Expenditures on foreclosures and short sales drove the remodeling market in 2011, as investors spent more to rehabilitate each foreclosure they purchased to flip or rent than either lenders or owners who bought foreclosures to live in. However the rental share of overall spending on improvements has been shrinking since the housing bust.
A new report from the Harvard Joint Center for Housing Studies found that in 2011 lenders made improvements in about one third of the foreclosed properties prior to sale, with an average expenditure of about $6,500 per unit or $1.7 billion. About 60 percent of owner-occupant purchasers undertook improvements averaging $11,100, totaling $4.2 billion, while investors spent even more per unit, an average of$15,600, for a total of $3.9 billion.
In total, spending on distressed properties added almost $10 billion to home improvement expenditures for the more than a million distressed properties that came back onto the housing market in 2011, including 760,000 lender owned units and 300,000 short sales.
Renovating foreclosed or abandoned homes benefits the entire neighborhood. Joint Center research has shown that home prices in neighborhoods with higher levels of improvement spending appreciate more rapidly, explaining why investing in blighted neighborhoods has been a national priority in dealing with the foreclosure crisis, the report said.

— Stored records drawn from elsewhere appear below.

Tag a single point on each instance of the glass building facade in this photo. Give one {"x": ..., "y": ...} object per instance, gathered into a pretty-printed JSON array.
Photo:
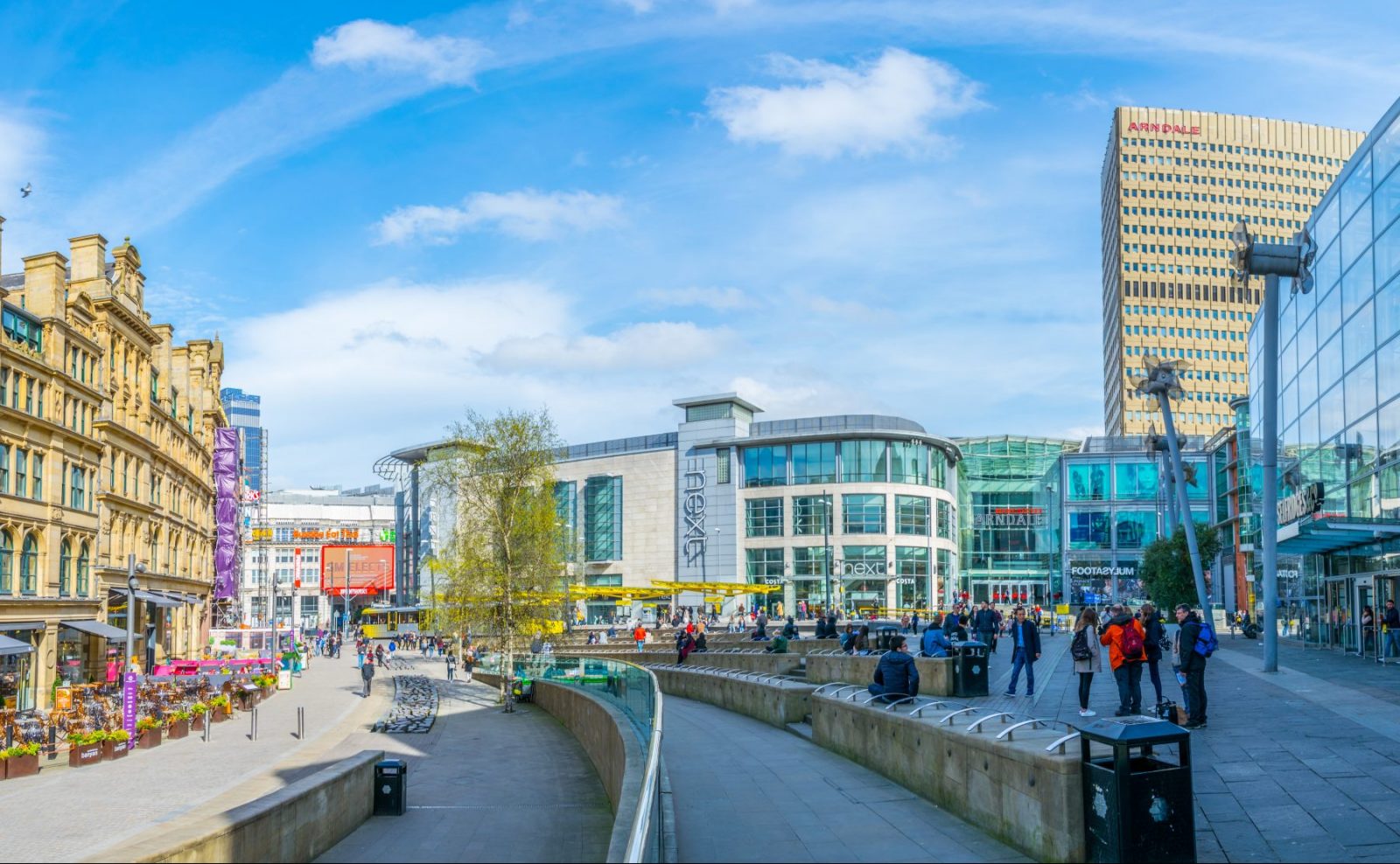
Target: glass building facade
[
  {"x": 1008, "y": 516},
  {"x": 1339, "y": 406}
]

Some 4.4 million formerly owner-occupied units were shifted to the rental market between 2007 and 2011. Another 4.6 million were vacant in 2011 and may (at least temporarily) become part of the rental stock as demand continues to grow.
Now, however, the quality of the rental stock is declining. Joint Center estimates show that the expanding supply of rental units in recent years seems to have more than offset increased demand, thereby limiting the incentive to raise improvement expenditures. Between 2001 and 2007, average inflation-adjusted spending on owner-occupied units increased by 40 percent while spending on rental units showed a slight decline. Then, during the housing bust from 2007 to 2011, spending on owner-occupied units fell more than 25 percent and spending on rental units nearly matched that drop.
The rental share of overall improvement and repair spending has therefore been shrinking. After averaging close to 25 percent of the market through the early part of the last decade, the rental share dipped to 16 percent at the peak of the housing boom and has only edged back up near 20 percent since then.